The uterus and the vagina may be absent in cases in which the vulva is
developed in a perfectly normal manner, with a mons veneris projecting
as usual, and covered with a proper growth of hair. _Ormerod_ and
_Quain_ have reported cases of this kind, in which the external sexual
characters were those of a fully mature, perfectly developed woman, but
in whom the uterus and ovaries were entirely wanting.

These defects of development necessarily entail complete sterility.
Sometimes during life the cause of the sterility is entirely overlooked,
and only discovered by chance or in post mortem examination. Although
the vagina usually shares to a marked extent in the defects of the
uterus, and at puberty undergoes a rudimentary development merely, the
marital intercourse of such individuals commonly appears to be perfectly
normal. As a result of frequently repeated and vigorous attempts at
intercourse, the rudimentary vagina becomes accommodated to the needs of
the case; and even when the vagina is absent, the rudimentary depression
by which it is represented becomes distended into a large blind sac
capable of accommodating the erect penis. In other such cases, the penis
finds for itself some abnormal channel, and the husband may continue to
indulge in intercourse for a long period without discovering that there
is anything unusual. Sometimes it is the urethra which becomes dilated
and takes on in part the function of the vagina; in other cases
intercourse is effected per anum.

The following most remarkable case came under my own observation. The
patient’s husband was a physician, who nevertheless was in complete
ignorance of his wife’s abnormalities. The woman was 26 years of age, of
medium stature, somewhat obese, breasts moderately well developed, pubic
hair well grown.
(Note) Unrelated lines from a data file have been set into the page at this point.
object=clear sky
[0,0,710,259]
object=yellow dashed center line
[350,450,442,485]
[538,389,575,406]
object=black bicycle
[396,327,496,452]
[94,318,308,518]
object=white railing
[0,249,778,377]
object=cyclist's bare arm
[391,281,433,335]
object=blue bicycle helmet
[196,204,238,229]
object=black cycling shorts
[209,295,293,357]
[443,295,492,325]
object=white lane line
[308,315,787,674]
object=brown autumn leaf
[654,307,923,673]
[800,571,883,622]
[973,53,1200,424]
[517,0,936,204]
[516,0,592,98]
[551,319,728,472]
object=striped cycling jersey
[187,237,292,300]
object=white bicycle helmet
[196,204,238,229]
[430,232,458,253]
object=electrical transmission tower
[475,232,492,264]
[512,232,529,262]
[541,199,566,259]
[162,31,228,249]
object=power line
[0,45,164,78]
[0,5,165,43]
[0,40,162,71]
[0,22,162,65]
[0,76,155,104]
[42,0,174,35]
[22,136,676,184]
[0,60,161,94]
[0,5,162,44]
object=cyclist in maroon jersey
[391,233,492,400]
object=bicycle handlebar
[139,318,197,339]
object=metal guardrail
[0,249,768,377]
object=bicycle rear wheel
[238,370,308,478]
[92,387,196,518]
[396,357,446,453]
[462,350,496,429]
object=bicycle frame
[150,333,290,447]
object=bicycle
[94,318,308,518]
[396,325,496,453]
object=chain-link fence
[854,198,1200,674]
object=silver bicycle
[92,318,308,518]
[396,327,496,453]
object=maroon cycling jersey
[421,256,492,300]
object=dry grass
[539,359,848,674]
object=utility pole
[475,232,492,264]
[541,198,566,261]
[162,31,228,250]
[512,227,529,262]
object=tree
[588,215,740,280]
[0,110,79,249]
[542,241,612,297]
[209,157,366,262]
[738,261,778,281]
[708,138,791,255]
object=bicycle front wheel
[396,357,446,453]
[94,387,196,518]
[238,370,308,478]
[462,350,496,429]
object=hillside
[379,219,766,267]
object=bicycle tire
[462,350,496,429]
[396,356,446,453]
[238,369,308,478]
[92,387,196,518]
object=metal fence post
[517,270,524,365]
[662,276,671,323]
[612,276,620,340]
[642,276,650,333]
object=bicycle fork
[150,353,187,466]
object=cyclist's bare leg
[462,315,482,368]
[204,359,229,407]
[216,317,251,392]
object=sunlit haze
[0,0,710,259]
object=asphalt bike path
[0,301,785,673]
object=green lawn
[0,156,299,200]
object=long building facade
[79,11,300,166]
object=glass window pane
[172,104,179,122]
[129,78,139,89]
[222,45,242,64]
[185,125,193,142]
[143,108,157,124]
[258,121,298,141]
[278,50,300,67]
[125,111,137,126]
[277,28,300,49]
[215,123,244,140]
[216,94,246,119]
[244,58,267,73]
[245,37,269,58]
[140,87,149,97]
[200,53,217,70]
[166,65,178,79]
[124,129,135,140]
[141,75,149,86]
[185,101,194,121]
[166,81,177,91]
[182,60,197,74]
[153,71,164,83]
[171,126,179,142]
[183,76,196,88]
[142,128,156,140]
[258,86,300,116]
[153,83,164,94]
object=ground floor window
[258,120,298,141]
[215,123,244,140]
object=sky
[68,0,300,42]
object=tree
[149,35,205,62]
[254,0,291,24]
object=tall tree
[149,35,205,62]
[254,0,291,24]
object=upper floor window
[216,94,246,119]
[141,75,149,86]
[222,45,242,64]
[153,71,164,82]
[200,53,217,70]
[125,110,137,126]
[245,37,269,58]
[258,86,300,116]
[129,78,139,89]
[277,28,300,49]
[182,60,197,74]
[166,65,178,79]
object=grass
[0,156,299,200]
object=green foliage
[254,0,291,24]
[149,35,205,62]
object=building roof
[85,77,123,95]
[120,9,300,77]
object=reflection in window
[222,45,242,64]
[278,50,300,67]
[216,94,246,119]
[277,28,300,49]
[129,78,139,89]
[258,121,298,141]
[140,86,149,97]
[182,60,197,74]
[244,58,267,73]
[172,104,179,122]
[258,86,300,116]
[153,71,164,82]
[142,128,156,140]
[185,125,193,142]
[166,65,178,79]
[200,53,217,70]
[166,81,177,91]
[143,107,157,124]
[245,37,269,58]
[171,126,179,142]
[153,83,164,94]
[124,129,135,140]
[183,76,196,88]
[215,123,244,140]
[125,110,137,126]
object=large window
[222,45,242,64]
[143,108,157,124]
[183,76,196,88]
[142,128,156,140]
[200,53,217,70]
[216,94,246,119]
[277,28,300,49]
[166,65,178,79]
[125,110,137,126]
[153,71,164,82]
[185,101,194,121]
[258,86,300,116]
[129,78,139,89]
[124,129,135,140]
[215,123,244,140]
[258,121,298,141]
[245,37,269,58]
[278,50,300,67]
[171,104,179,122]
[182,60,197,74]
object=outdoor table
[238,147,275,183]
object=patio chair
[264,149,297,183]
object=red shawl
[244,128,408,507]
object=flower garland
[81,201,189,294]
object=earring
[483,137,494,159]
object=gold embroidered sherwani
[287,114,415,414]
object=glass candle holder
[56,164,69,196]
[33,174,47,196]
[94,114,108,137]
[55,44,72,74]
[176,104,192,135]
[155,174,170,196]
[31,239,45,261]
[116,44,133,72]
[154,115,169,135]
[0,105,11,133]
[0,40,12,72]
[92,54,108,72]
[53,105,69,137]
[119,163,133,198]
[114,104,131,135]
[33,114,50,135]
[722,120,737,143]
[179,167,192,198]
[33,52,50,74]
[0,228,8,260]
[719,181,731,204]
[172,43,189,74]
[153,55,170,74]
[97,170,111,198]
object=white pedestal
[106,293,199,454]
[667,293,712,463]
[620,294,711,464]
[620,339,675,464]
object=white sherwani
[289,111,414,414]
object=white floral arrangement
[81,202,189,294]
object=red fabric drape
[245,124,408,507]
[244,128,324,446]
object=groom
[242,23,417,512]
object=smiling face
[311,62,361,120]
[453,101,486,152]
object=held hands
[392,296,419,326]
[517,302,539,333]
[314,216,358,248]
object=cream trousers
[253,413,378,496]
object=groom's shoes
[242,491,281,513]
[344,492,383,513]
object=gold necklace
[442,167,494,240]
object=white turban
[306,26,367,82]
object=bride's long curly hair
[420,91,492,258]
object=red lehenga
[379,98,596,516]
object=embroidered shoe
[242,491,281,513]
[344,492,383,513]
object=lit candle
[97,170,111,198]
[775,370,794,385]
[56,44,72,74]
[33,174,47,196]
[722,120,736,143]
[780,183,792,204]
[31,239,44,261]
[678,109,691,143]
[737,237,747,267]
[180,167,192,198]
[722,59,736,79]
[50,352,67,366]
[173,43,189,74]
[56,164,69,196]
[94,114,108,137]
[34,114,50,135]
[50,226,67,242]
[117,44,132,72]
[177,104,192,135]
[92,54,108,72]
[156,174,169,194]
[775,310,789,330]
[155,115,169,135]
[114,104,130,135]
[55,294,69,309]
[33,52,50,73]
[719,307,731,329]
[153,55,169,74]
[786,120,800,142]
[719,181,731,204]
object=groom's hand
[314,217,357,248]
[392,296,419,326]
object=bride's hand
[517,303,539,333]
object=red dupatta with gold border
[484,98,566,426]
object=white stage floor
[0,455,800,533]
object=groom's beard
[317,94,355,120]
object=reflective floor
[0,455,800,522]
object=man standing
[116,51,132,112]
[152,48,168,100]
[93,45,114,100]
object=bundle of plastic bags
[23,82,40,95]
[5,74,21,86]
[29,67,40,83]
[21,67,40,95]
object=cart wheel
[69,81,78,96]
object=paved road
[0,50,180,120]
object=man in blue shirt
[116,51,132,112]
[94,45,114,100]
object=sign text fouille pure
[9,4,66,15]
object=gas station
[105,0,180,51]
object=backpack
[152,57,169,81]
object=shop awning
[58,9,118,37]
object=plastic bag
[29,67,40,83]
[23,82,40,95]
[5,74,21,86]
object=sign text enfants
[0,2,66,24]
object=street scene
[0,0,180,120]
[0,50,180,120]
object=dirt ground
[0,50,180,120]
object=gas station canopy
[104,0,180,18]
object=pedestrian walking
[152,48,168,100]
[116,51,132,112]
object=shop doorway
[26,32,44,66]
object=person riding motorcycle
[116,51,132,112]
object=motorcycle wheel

She stated that before marriage she had menstruated
regularly, and that it was only after she had married four years
previously that menstruation had ceased—statements which were
unquestionably false. She consulted me on account of amenorrhœa and
sterility, which her husband believed to depend upon her increasing
obesity. Examination showed that the vagina admitted two fingers and was
10 cm. (4″) in length; but it was completely blind, and the mucous
membrane was strikingly smooth. On bimanual examination, only a rudiment
of the uterus could be detected, a mass no larger than a hazel-nut; the
ovaries could not be felt.

A similar case is recorded by _Heppner_. A Finnish peasant woman 31
years of age consulted him on account of amenorrhœa and sterility. She
had been married for 12 years, and neither before marriage nor since had
menstruated or had had any periodic vicarious bleeding. The pubes and
the labia majora were thinly covered with hair; the latter were very
flaccid and but slightly prominent; the nymphæ hung down like an apron
for as much as an inch below the genital fissure, and were very thin;
the clitoris was but slightly developed. The urethral papilla was of
normal size, the lacunæ around it were extremely well marked; the
urethral orifice had the form of a zigzag slit. Behind this latter was
an aperture environed by radiating folds, and this was the entrance to a
blind passage about two inches in length; this aperture could not,
however, be identified as the introitus vaginae, for the reason that
there were no carunculæ myrtiformes, and moreover the callosity of the
mucous membrane characteristic of the vaginal orifice was wanting.
Behind the strongly projecting commissura labiorum, however, the fossa
navicularis appears as a separate depression. The blind passage was
clothed with a soft, pale-red mucous membrane, and was entirely devoid
of any trace of columnæ rugarum; at the extremity of this passage there
was neither scar nor induration. On rectal exploration, no trace of
uterus, normal vagina, or ovaries could be felt, notwithstanding the
fact that the abdominal walls were very flaccid and examination was
therefore easy. The general configuration was feminine, the breasts were
flabby and dependent, the waist and hips were those of a woman.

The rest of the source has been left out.